# Virtual Enviroments

Many data scientists aren't particularly careful about knowing *where* their packages live on their machine.  They usually just install their packages at the system level and then get on with their data analysis.

In a high stakes context, you will want to make sure that your work is completely reproducible.  Insuring reproducibility will also be important when you start collaborating with others.

*Virtual environments* are a way to insure reproducibility of your work; they are a specific example of the general concept of a *project specific library*.

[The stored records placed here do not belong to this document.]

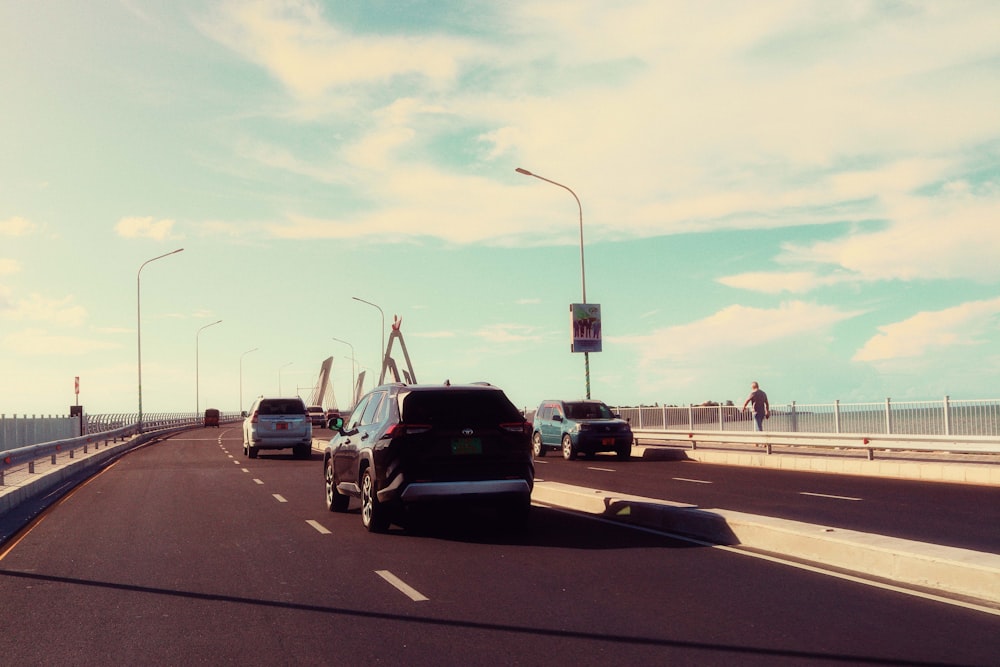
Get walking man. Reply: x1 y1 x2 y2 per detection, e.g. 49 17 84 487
742 382 771 431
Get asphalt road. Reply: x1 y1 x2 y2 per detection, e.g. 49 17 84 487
535 454 1000 554
0 428 1000 666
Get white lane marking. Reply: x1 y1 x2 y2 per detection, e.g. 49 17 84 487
550 508 1000 616
375 570 430 602
799 491 864 501
306 519 330 535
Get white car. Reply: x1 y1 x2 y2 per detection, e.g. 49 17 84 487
306 405 326 428
243 397 312 459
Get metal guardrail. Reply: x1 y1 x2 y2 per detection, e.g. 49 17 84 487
616 396 1000 440
0 413 242 486
632 428 1000 463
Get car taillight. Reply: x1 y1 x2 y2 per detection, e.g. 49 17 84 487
500 422 531 435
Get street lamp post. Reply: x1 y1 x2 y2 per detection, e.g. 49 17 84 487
514 167 590 398
351 296 385 384
135 248 184 433
278 361 295 396
240 347 259 415
330 336 358 407
194 320 222 417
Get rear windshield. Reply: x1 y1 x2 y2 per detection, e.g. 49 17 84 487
566 403 614 419
402 389 523 427
257 399 306 415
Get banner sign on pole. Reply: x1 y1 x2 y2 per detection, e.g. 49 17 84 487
569 303 601 352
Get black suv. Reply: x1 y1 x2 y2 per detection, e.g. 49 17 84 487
323 384 535 532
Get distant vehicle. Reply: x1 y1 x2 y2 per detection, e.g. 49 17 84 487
323 384 534 532
205 408 219 428
306 405 326 428
531 400 634 460
243 397 312 459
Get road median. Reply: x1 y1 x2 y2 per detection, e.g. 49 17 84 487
532 481 1000 605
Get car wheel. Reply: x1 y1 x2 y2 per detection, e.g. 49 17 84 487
324 458 351 512
361 467 389 533
563 433 576 461
531 431 545 457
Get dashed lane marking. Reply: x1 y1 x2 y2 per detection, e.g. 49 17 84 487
799 491 864 501
306 519 330 535
375 570 430 602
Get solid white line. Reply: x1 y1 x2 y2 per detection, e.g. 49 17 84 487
799 491 864 500
550 507 1000 616
375 570 430 602
306 519 330 535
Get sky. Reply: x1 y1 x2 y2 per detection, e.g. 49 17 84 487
0 0 1000 416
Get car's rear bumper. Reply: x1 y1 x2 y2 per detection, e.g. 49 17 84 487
573 433 633 452
388 479 531 503
252 435 312 449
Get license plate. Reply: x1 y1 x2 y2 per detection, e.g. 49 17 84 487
451 438 483 456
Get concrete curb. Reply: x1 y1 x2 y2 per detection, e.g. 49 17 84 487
531 482 1000 604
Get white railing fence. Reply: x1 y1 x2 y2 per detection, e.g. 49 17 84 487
0 412 238 452
616 396 1000 437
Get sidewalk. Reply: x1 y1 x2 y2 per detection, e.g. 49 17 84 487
532 445 1000 609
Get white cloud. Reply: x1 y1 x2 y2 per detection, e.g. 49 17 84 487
718 271 852 294
3 329 119 356
854 298 1000 362
195 0 1000 258
475 324 541 343
201 0 469 100
778 184 1000 282
0 294 87 327
115 216 179 241
612 301 860 365
0 217 38 236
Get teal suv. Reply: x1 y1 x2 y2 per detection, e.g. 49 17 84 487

## Where Do Packages Live on Your Machine?

Where does Python look for packages to use in your projects?  You can see the default set of paths that it looks for using the following code.

In [None]:
import sys
sys.path

['/home/pritam/Desktop/p4dsf/chapters/42_virtual_environments',
 '/usr/lib/python310.zip',
 '/usr/lib/python3.10',
 '/usr/lib/python3.10/lib-dynload',
 '',
 '/home/pritam/.local/lib/python3.10/site-packages',
 '/usr/local/lib/python3.10/dist-packages',
 '/usr/lib/python3/dist-packages']

## Dist-packages and Site-packages

There are two types of packages: *dist-packages* and *site-packages*.  Dist-packages are the *standard library* that comes out-of-the-box with every Python distribution.  Site-packages are the third party packages that you install using `pip`.

From what I can tell, dist-packages *mostly* live in `/usr/lib/python3.10`.  And site-packages *mostly* live in `/home/pritam/.local/lib/python3.10/site-packages`.

Let's hop into the terminal and take a look.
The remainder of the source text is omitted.